Spanish III and IV students prepare for upcoming Panama trip

Juniors and Seniors who are taking Spanish III or IV are given the opportunity to travel to Panama for this year’s spring break. So far, 30 students are going.
“This is my first trip to Panama,” Spanish teacher J.J. Epperson said. “The past two years we went to Costa Rica, and before that we went to Puerto Rico.”
The trip will be a five day tour. The students will leave on the Sunday of spring break at midnight, and will come back that Friday at midnight.
Throughout the tour, students will be dropped off by buses at different places, where they will then spend the whole day exploring.
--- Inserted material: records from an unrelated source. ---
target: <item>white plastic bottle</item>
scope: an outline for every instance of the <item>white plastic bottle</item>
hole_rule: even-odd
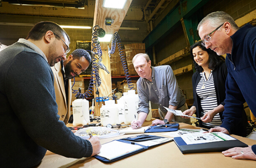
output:
[[[109,100],[106,101],[105,104],[102,106],[100,110],[102,125],[104,126],[109,124],[116,125],[119,122],[117,104],[115,104],[115,100]]]
[[[73,125],[90,124],[89,101],[86,99],[77,99],[72,102]]]
[[[124,102],[123,102],[123,98],[121,97],[120,99],[118,100],[118,119],[119,122],[118,124],[121,124],[124,123],[125,120],[125,116],[124,114]]]
[[[135,94],[135,90],[128,90],[128,94],[124,96],[123,98],[125,116],[124,124],[128,124],[134,119],[138,119],[137,111],[138,108],[138,95]]]

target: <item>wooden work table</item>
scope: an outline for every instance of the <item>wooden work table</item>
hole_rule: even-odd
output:
[[[143,126],[151,125],[151,122],[145,122]],[[71,125],[69,126],[72,126]],[[179,129],[198,128],[187,124],[180,123]],[[166,136],[166,133],[147,134]],[[127,134],[100,139],[101,143],[114,139],[136,134]],[[256,144],[256,141],[232,135],[248,145]],[[183,154],[174,142],[149,148],[119,161],[110,163],[102,163],[94,157],[80,159],[67,158],[47,151],[41,163],[37,168],[256,168],[256,161],[234,159],[226,157],[219,152],[208,152]]]

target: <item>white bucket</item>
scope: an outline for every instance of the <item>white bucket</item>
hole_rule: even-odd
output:
[[[109,100],[105,102],[105,105],[100,109],[101,123],[103,126],[110,124],[116,125],[119,122],[118,109],[115,100]]]

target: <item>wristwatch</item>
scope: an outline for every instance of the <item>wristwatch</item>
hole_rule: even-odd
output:
[[[165,124],[169,124],[169,121],[167,119],[164,119],[164,122]]]

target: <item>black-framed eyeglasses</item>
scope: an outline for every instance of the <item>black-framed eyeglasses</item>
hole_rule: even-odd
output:
[[[67,51],[66,51],[66,52],[65,52],[65,54],[67,54],[67,53],[68,53],[69,52],[69,51],[70,51],[70,49],[69,48],[69,47],[68,47],[68,46],[67,46],[67,44],[66,44],[66,43],[64,41],[64,40],[62,40],[62,39],[61,39],[61,37],[60,37],[60,36],[56,34],[55,33],[53,33],[53,34],[58,37],[59,37],[59,38],[60,39],[61,39],[61,40],[63,42],[63,43],[64,43],[67,46]]]
[[[202,45],[203,45],[203,46],[204,46],[205,47],[205,42],[207,42],[207,43],[209,43],[210,41],[210,40],[211,40],[211,37],[210,36],[210,35],[212,35],[213,33],[214,33],[216,31],[217,31],[217,30],[218,29],[220,29],[220,27],[221,27],[225,23],[225,22],[222,24],[221,25],[220,25],[220,26],[218,27],[217,28],[215,29],[214,30],[213,30],[213,31],[212,31],[211,32],[209,33],[207,35],[206,35],[205,36],[205,39],[204,39],[204,40],[202,41]]]

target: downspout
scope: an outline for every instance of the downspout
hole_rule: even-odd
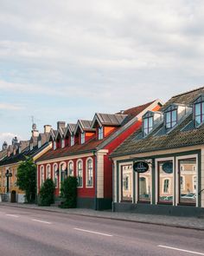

“It will be my first time out of the country,” Zachary Winget said. “That’s a little nerve racking to think about. I know I will miss my parents because they are a big part of my life, and they help me with almost everything. Going out of the country without them just makes me feel weird because they are usually there. However, I think I will be okay because this will help me step out of my comfort zone and grow as a person.”
The tour will consist of all sorts of activities for the students, including canoeing to an indigenous tribe village, helping rebuild houses, volunteering at soup kitchens, going to Panamanian homes to learn to cook dishes, visiting the Panama Canal, visiting the Carnauba tribe, and exploring the rest of Panama.
“It’s important for the students because, number one, they’ll realize how much Spanish they can actually use, and number two, it’s a first hand opportunity to see the world other than just Gibson County and the U.S.” J.J. Epperson said.
Not only will the students experience the cultural side of staying in Panama, but they will also try to speak only Spanish for the entire trip. This is a perfect opportunity for the students to circumlocute, where they will have to explain something they don’t know the word for, with the vocabulary they have learned in class.
“I don’t really know any Spanish, so that is going to be hard,” chaperone Valerie Zimmer said. “I feel like, coming from the standpoint of being a teacher and helping students, it’s going to be the other way around, where they are going to be helping me. Either way, we’ll see what happens.”
The students will be spending the night at San Blas Island, which is just east of the Panama Canal. There, they will stay in a hotel until their trip moves them to new places to explore. The students will be staying at a total of three different hotels throughout the whole trip.
According to J.J. Epperson, her students will also read Vector, a novel over the Panama Canal, before the trip. The students are expected to finish by the time spring break rolls around, and hopefully J.J Epperson will also be out of her boot by then.